National Aeronautics and Space Administration


Date of this Version



Engineering Fracture Mechanics 78 (2011) 2609–2619; doi:10.1016/j.engfracmech.2011.06.018


In previous work, fatigue-crack-growth tests were conducted on middle-crack tension, M(T), and compact, C(T), specimens made from the same D16Cz (clad) aluminum alloy sheet. These tests were conducted over a wide range of stress ratios (R = Pmin/Pmax = -0.5 to 0.75) to generate crack-growth-rate data from threshold to near fracture. These tests were used to generate the effective stress-intensity factor range (∆Keff) against rate curve using a crack-closure model.
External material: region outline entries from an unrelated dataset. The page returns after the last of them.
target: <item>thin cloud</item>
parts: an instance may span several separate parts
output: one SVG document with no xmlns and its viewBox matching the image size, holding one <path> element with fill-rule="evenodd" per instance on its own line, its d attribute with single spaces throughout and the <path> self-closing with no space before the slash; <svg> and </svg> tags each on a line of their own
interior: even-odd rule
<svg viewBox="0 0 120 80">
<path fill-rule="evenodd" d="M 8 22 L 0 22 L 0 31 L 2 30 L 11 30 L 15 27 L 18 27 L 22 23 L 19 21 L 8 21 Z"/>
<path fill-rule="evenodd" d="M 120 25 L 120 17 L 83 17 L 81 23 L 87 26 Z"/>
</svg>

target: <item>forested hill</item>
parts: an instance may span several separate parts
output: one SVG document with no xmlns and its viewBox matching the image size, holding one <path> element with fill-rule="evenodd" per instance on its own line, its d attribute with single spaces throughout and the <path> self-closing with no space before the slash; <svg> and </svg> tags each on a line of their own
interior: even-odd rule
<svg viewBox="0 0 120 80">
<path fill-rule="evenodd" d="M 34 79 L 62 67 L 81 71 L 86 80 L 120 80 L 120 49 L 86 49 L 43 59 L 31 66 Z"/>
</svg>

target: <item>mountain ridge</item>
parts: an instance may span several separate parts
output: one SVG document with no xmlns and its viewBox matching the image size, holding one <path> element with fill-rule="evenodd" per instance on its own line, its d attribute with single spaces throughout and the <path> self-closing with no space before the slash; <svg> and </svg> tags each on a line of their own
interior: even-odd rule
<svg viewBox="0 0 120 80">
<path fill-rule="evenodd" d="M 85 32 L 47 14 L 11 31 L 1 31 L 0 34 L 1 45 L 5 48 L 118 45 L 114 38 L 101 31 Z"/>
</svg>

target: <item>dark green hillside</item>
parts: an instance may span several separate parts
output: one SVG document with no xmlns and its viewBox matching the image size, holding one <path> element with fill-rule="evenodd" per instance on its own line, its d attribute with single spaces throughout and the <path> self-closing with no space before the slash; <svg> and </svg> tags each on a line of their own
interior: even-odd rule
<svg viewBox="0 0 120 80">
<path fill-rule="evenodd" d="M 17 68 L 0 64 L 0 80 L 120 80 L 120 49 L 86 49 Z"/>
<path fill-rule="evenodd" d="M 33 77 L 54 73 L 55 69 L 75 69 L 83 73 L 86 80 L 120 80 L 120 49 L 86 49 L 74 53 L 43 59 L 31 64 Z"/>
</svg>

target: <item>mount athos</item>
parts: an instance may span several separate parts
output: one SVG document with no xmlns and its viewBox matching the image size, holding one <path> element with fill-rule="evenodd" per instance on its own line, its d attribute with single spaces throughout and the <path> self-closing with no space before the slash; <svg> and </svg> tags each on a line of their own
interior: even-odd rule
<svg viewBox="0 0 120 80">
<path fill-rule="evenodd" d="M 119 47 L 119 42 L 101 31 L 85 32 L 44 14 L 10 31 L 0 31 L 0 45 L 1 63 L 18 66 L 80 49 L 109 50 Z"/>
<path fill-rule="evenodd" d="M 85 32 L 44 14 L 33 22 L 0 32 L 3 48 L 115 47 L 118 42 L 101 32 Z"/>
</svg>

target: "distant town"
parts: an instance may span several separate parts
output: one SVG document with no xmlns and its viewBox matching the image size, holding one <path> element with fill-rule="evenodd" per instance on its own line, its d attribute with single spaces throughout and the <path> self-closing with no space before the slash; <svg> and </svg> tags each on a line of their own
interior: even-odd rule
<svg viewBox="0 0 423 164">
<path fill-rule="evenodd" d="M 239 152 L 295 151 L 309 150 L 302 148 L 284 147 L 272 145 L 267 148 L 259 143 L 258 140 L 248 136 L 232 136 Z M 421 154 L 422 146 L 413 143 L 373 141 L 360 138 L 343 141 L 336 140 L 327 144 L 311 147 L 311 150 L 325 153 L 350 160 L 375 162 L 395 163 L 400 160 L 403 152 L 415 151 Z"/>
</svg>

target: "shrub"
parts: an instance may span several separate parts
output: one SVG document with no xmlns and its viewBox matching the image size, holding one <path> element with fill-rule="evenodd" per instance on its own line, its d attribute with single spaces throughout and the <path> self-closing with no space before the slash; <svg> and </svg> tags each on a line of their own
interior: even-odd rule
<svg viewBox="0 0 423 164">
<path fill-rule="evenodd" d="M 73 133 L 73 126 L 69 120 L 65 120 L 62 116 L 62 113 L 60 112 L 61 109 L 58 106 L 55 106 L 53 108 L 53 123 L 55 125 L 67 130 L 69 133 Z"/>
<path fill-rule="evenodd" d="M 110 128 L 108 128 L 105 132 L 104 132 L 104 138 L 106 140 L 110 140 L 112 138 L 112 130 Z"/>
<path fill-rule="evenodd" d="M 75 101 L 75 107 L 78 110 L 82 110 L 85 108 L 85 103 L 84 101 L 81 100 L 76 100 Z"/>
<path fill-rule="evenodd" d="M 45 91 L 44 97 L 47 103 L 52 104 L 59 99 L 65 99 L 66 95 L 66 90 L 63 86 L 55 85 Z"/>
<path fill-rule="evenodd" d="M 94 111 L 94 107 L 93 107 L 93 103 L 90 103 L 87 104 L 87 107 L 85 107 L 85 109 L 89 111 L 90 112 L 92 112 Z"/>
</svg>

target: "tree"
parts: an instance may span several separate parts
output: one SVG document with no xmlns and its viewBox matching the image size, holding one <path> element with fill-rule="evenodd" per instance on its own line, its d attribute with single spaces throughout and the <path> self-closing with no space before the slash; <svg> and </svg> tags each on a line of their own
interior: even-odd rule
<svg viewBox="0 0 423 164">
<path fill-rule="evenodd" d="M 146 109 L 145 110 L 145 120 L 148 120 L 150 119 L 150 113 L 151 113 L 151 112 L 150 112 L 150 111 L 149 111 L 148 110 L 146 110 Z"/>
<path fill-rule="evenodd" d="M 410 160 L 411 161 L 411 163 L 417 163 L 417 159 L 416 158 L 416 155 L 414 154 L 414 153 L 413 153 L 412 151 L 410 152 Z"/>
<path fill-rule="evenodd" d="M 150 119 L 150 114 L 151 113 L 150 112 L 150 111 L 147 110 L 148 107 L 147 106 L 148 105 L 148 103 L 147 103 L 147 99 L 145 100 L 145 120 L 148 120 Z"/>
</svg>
The analyses collapsed the rate data from both specimen types into a fairly narrow band over many orders of magnitude in rates using proper constraint factors. Constraint factors were established from single-spike overload and the constant-amplitude tests. Herein, the life-prediction code, FASTRAN, which is based on the strip-yield model concept, was used to calculate the crack-length-against-cycles under constant-amplitude (CA) loading and the single-spike overload (OL) tests; and to predict crack growth under variable-amplitude (VA) loading and simulated aircraft loading spectrum tests on the M(T) specimens. The calculated crack-growth lives under CA and an OL tests were generally within ±20% of the test results, but slower crack growth under the double-shear fatigue mode, rather than single shear, may be the reason for some of the larger differences. The predicted crack-growth lives for the VA and Mini-Falstaff spectrum tests were also short by 25–45%. A modified model with some assumed notch constraint effects matched the spectrum tests quite well. Issues on the crack-starter-notch effects under spectrum loading are discussed, and recommendations are suggested on avoiding these notch effects.